Di puncak bukit, monster-monster masih berhamburan keluar dari portal Relictombs. Empat exoform Arthur berdiri di setiap dataran tinggi, membantai makhluk-makhluk itu saat mereka muncul. Kupikir aku melihat salah satunya tertusuk oleh duri besi darah yang besar, dan aku tidak tahu ke mana exoform terakhir pergi.
Aku mencermati semua ini dengan pandangan sekilas, pikiranku berkecamuk.
Chul adalah petarung terkuat di medan perang, itulah sebabnya mereka menyerangnya habis-habisan. Jika mereka berhasil mengalahkannya, kita yang lain tidak akan bisa berbuat banyak melawan mereka. Kemampuan Seris untuk memutuskan hubungan antara penyihir dan mana mereka sangat ampuh, tetapi ketika mereka berkumpul seperti ini, para Wraith menjadi lebih kuat.
Aku merasakan penumpukan mana sesaat sebelum sebuah mantra menghantamku: sebuah peluru es, yang hancur berkeping-keping akibat lapisan mana yang menyelimuti kulitku, namun tetap membuatku terlempar dari batu tempatku bertengger. Semua orbitalku berayun ke arah asal mantra itu, dan aku bertatap muka dengan seorang Caster, yang tersembunyi di balik perisai kristal mana dan diapit oleh dua Striker. Perisai mereka berada di belakang, sekitar enam meter di belakang mereka.
Sambil menggertakkan gigi, aku menyalurkan mana ke orbital. Api jiwa melesat dari tujuh duri perak, dan perisai kristal tumbuh untuk melindungi seluruh kelompok tempur. Kristal itu hancur berkeping-keping saat benturan, suaranya bergema seperti tanda baca di seluruh lembah, dan api jiwa menusuk keempat penyihir itu hampir bersamaan.

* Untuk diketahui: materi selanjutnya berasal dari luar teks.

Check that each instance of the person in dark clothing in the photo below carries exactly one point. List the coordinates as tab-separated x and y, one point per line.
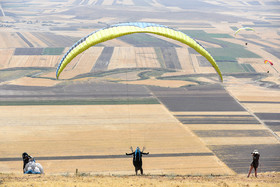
26	158
255	162
137	159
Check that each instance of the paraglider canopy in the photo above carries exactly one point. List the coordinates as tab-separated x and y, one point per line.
267	61
122	29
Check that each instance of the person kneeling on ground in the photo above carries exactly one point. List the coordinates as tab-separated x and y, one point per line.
30	166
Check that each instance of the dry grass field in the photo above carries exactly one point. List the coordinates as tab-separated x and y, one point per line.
199	132
265	180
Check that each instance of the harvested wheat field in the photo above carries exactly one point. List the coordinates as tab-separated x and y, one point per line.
84	179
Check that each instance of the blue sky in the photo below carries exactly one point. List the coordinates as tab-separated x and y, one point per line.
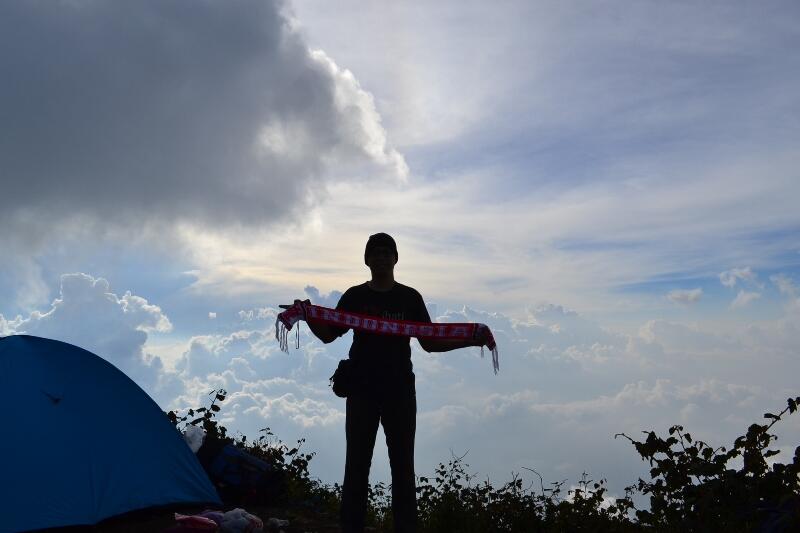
612	187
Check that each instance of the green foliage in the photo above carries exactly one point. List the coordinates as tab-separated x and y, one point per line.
692	486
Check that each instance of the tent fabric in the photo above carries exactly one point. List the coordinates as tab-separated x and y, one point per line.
82	442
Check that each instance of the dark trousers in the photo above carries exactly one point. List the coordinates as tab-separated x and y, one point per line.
395	408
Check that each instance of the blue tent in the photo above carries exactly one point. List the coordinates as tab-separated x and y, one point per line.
82	442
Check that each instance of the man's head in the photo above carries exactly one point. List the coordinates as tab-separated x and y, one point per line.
380	245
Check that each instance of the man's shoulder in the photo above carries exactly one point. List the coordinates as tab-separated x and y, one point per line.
361	287
411	291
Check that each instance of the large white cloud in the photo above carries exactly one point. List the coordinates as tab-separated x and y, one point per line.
88	314
565	387
202	112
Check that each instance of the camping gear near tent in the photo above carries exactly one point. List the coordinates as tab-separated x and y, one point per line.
241	477
82	442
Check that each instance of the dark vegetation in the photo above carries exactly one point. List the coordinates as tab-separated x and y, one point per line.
692	486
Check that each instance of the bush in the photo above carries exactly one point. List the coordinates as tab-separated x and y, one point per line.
691	487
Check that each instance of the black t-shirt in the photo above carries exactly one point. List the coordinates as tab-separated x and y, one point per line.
383	356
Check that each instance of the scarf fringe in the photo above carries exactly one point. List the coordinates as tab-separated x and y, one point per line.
287	319
495	359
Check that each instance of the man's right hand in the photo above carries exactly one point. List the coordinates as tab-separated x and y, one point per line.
287	306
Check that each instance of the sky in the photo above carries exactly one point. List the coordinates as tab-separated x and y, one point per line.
611	186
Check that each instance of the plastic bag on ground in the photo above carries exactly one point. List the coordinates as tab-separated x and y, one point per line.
240	521
194	437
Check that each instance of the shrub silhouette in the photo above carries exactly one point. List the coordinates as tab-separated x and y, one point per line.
691	487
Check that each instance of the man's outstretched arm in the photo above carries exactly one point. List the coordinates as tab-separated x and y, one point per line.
445	345
323	332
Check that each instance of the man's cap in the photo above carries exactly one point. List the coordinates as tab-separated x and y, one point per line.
381	239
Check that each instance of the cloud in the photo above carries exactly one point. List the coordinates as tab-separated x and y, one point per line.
89	315
744	298
785	284
325	300
730	277
210	113
685	296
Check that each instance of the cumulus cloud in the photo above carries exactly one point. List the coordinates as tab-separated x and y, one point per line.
685	296
729	278
325	300
744	298
785	284
205	112
89	315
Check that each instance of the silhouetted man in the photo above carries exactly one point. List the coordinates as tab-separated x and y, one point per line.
385	392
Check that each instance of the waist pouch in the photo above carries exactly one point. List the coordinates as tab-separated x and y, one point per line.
343	380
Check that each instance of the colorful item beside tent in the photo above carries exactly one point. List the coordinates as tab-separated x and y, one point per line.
306	311
83	442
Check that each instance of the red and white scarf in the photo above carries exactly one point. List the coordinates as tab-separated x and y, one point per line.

Sang Perisai hanya punya cukup waktu bagi matanya untuk melebar sepersekian inci sebelum pancaran itu menghanguskan rongga dadanya. Membutuhkan lebih sedikit energi untuk menyalurkan api jiwa ke daging mereka dan membiarkan mereka terbakar dari dalam, tetapi kematian seperti itu lambat dan kejam tanpa alasan.
Ada semburan udara dan api; telingaku terasa berdengung, dan benturan tanda-tanda mana membuatku sesak napas.
Aku terjatuh telentang di tanah saat bayangan melintas di atasku, dan Wraith bertanduk empat menerobos beberapa barisan tenda di dekatnya. Aku melompat berdiri dan berlari menuju tempat Wraith itu jatuh.
Di kejauhan, sesosok figur melayang-layang di sekitar pinggiran pasukan Alacrya, menghujani mereka dengan mantra.
Sebisa mungkin menekan tanda energiku di tengah panasnya pertempuran, aku tetap memfokuskan perhatianku pada ujung jurang panjang yang ditinggalkan oleh jatuhnya Wraith, mengamati setiap tanda pergerakan atau semburan kekuatan. Aku bisa tahu dari tanda energi mana yang terus berlanjut bahwa Wraith belum mati, tetapi auranya melemah.
Api jiwa berkobar di sekitar bilah merah pedangku, dan aku menarik pedangku ke belakang untuk menyerang tepat saat aku mencapai tepi kawah—dan denyut nadiku berdebar kencang saat aku mendapati kawah itu kosong.
Sesuatu mencengkeram rambutku dari belakang, dan aku merasakan kepalaku mulai tersentak ke belakang. Bereaksi dengan satu-satunya cara yang bisa kupikirkan, senjataku, yang sudah siap menyerang, berputar di tanganku untuk menyesuaikan sudut mata pisau, lalu menebas rambut panjangku, memotongnya hingga putus dengan rapi.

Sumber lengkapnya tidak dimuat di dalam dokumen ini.